On December 13, 2022, the European Commission (“Commission”) formally launched the process to adopt an adequacy decision for the EU – U.S. Data Privacy Framework and proposed a draft adequacy decision concerning personal data transfers to the U.S. (available here).
The draft adequacy decision follows the signature of an Executive Order by US President Biden on October 7, 2022 (“Order;” previously discussed here) which implemented into U.S. law commitments made regarding a new EU-US Data Privacy Framework to replace the EU – US Privacy Shield pursuant to the agreement in principle announced on March 25, 2022 (as previously discussed here).
In the draft adequacy decision, the Commission first assesses the Data Privacy Framework and its related obligations for companies as well as limitations and safeguards on U.S. public authorities’ access to personal data on criminal law enforcement and national security grounds.
As expected, the draft adequacy decision then concludes that the U.S. has taken steps to ensure that the current U.S. data privacy regime does not undermine the level of protection of personal data transferred from the EU to the U.S. under the relevant EU laws.
This conclusion is based on the main safeguards that are provided by the US Executive Order including:
- New rules limiting access to personal data by US intelligence authorities to what is necessary and proportionate to advance a validated intelligence priority in pursuit of defined, legitimate national security objectives, and requiring prioritization of “targeted” as opposed to “bulk” data collection;
- Mandatory “handling requirements” such as the establishment of policies and procedures designed to minimize the dissemination and retention of personal information collected through signals intelligence activities and implementation of data security and access safeguards that provide appropriate protection and prevent access by unauthorized persons;
- Obligations to update, in consultation with the Attorney General, the Civil Liberties Protection Officer and the Privacy and Civil Liberties Oversight Board, policies and procedures as necessary to implement the privacy and civil liberties safeguards in the Order and release those policies publicly, to the maximum extent possible, to enhance the public’s understanding of, and to promote public trust in, the safeguards pursuant to which the U.S. conducts signals intelligence activities;
- Increased supervision of U.S. intelligence services to ensure compliance with restrictions on surveillance activities; and
- The establishment of an independent and impartial, multi-layer redress mechanism, including a newly created Data Protection Review Court composed of members from outside the U.S. government, to investigate complaints and issue binding decisions regarding data access by US national security authorities.

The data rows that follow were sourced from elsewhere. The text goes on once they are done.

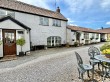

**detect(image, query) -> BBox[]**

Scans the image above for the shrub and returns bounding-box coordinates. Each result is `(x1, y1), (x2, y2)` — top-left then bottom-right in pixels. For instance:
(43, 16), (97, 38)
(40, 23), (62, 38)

(74, 42), (79, 47)
(100, 42), (110, 51)
(16, 38), (25, 52)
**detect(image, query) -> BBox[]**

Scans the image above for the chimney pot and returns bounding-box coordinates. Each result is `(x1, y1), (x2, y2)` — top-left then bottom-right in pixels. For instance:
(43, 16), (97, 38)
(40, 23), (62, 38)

(56, 7), (60, 13)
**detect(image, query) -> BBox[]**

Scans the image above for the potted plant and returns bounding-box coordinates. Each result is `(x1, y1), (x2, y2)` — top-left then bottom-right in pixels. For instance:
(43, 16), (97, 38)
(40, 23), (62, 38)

(102, 49), (110, 58)
(0, 40), (2, 45)
(16, 38), (25, 56)
(100, 43), (110, 58)
(66, 42), (70, 47)
(74, 42), (79, 47)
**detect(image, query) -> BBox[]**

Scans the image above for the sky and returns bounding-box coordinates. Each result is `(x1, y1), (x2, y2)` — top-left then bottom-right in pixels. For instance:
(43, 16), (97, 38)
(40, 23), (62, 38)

(17, 0), (110, 29)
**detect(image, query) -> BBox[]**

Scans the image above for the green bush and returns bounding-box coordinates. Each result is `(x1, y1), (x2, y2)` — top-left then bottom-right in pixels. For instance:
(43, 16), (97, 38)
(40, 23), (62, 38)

(100, 42), (110, 51)
(16, 38), (25, 52)
(74, 42), (79, 47)
(0, 40), (2, 45)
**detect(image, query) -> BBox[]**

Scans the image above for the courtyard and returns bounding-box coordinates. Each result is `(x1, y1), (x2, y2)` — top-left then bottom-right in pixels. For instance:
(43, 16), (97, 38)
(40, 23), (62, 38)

(0, 43), (109, 82)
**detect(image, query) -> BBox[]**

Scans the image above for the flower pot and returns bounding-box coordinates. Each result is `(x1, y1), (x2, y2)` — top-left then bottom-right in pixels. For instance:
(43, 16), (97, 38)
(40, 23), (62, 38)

(19, 52), (24, 56)
(105, 54), (110, 58)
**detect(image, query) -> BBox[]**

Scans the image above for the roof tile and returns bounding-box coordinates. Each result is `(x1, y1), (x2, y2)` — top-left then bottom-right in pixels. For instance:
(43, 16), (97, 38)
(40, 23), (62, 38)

(0, 0), (67, 21)
(67, 25), (101, 33)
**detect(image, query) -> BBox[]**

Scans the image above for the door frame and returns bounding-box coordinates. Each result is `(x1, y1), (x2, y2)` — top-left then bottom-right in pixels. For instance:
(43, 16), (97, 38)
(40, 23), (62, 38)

(2, 29), (16, 57)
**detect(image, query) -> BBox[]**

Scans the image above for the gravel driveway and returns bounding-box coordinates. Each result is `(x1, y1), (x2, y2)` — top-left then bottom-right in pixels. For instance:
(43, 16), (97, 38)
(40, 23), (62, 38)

(0, 43), (109, 82)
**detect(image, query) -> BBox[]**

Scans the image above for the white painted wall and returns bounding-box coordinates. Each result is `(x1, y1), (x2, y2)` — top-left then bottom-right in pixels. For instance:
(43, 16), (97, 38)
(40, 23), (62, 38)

(0, 20), (24, 30)
(67, 29), (101, 45)
(66, 29), (76, 45)
(15, 12), (67, 46)
(16, 30), (30, 55)
(80, 32), (85, 44)
(0, 20), (30, 57)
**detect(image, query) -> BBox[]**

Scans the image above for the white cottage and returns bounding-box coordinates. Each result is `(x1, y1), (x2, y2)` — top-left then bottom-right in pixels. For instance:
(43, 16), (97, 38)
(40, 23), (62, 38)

(67, 25), (101, 46)
(0, 0), (67, 57)
(0, 16), (31, 57)
(0, 0), (68, 52)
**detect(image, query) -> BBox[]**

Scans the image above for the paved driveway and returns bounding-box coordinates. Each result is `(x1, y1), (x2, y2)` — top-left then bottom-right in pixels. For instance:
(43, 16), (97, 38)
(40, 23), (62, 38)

(0, 43), (108, 82)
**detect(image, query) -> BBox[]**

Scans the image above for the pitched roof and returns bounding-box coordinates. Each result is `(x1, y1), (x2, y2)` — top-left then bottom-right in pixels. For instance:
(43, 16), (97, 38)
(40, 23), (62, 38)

(0, 0), (67, 21)
(67, 25), (100, 33)
(97, 28), (110, 33)
(0, 16), (31, 30)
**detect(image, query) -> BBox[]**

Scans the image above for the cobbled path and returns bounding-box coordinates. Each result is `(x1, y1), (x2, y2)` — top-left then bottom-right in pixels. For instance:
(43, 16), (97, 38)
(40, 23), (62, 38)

(0, 43), (110, 82)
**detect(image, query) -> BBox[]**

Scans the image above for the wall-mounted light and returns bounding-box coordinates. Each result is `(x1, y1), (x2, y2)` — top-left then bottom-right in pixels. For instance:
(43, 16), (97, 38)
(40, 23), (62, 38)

(27, 29), (29, 34)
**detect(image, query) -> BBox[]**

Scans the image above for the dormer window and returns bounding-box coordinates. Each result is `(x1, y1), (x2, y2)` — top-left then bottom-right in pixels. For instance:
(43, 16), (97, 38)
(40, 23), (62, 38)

(53, 19), (61, 27)
(0, 9), (15, 18)
(39, 17), (49, 26)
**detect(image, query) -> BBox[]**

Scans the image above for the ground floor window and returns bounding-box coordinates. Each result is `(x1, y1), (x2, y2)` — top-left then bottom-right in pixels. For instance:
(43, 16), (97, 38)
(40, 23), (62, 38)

(17, 30), (24, 39)
(47, 36), (61, 47)
(84, 33), (89, 40)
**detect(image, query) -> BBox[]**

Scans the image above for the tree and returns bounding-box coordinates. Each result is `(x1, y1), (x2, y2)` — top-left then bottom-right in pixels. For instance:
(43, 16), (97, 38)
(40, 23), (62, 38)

(16, 38), (25, 52)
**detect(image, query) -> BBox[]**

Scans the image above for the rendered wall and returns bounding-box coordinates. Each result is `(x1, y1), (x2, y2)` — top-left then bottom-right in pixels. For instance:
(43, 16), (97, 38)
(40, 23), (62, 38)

(15, 12), (67, 46)
(0, 20), (30, 57)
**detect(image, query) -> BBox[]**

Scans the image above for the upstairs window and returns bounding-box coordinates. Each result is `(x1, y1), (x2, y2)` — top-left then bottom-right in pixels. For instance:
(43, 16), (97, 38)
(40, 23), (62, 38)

(39, 17), (49, 26)
(0, 9), (15, 18)
(53, 19), (61, 27)
(0, 9), (6, 17)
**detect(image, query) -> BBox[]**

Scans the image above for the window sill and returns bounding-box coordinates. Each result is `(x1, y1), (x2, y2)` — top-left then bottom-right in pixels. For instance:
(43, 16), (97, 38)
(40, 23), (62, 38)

(39, 24), (49, 26)
(52, 25), (61, 27)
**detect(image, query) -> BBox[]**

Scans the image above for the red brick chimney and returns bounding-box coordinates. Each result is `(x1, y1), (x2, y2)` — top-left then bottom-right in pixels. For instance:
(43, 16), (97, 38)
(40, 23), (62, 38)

(56, 7), (60, 13)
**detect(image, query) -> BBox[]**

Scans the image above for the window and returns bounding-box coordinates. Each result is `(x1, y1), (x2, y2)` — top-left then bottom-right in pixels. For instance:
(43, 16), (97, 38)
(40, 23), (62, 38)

(5, 32), (15, 44)
(0, 9), (6, 17)
(39, 17), (49, 26)
(17, 31), (24, 39)
(92, 33), (95, 39)
(53, 19), (61, 27)
(47, 36), (61, 47)
(84, 33), (89, 39)
(96, 34), (99, 39)
(0, 9), (15, 18)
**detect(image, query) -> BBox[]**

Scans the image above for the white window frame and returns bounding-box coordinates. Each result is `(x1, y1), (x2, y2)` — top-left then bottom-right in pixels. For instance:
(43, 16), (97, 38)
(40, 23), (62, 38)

(0, 9), (15, 18)
(53, 19), (61, 27)
(84, 33), (89, 40)
(96, 34), (99, 39)
(39, 17), (49, 26)
(17, 30), (25, 39)
(47, 36), (61, 47)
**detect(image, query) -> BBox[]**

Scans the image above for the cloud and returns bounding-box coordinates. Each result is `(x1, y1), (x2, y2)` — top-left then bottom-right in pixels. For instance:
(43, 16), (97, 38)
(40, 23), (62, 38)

(67, 18), (75, 23)
(101, 0), (110, 11)
(63, 0), (93, 13)
(17, 0), (51, 9)
(69, 23), (78, 26)
(106, 21), (110, 25)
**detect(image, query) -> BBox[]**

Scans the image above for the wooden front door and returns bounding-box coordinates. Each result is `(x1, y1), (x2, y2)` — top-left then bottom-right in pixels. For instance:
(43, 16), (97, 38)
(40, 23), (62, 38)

(3, 30), (16, 56)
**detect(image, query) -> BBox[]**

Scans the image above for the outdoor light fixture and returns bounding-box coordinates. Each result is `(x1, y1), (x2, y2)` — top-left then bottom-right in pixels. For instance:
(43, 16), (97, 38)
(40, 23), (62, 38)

(27, 29), (29, 34)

It is important to note that the safeguards under the Data Privacy Framework (including the redress mechanism) will be available for all transfers of personal data to the U.S. under the GDPR, regardless of the transfer mechanisms used. This means that EU companies will be able to take into account the Data Privacy Framework in their data transfer impact assessments they are required to carry out when relying on contractual transfer mechanisms, namely the standard contractual clauses and binding corporate rules.
The draft adequacy decision has now been sent to the European Data Protection Board for its opinion. The text will also have to be approved by a committee composed of representatives of the EU Member States and the European Parliament can exercise its right of scrutiny.
After this process, the European Commission is expected to adopt the final adequacy decision, which will allow data transfers from the EU to the companies that self-certify, and annually re-certify, to the U.S. Department of Commerce, and publicly commit to comply with, the new Data Privacy Framework, a list of which will be publicly available, maintained and annually reviewed by the U.S. Department of Commerce for accuracy.
After one year from the notification date of the adequacy decision to the Member States and subsequently at least every four years, the European Commission will carry out a new evaluation on the basis of all available information, including information obtained through the review carried out together with the US competent authorities. Moreover, where the European Commission has indications that an adequate level of protection is no longer ensured, it will inform the competent US authorities and, if necessary, decide to suspend, amend or repeal the adequacy decision, or limit its scope. It is likely that once the adequacy decision is finally adopted, it will eventually be subject to legal challenge before the EU courts, and ultimately the CJEU. Certain critics and privacy advocacy groups have also already publicly challenged the validity of this new adequacy decision and announced their intention to challenge it.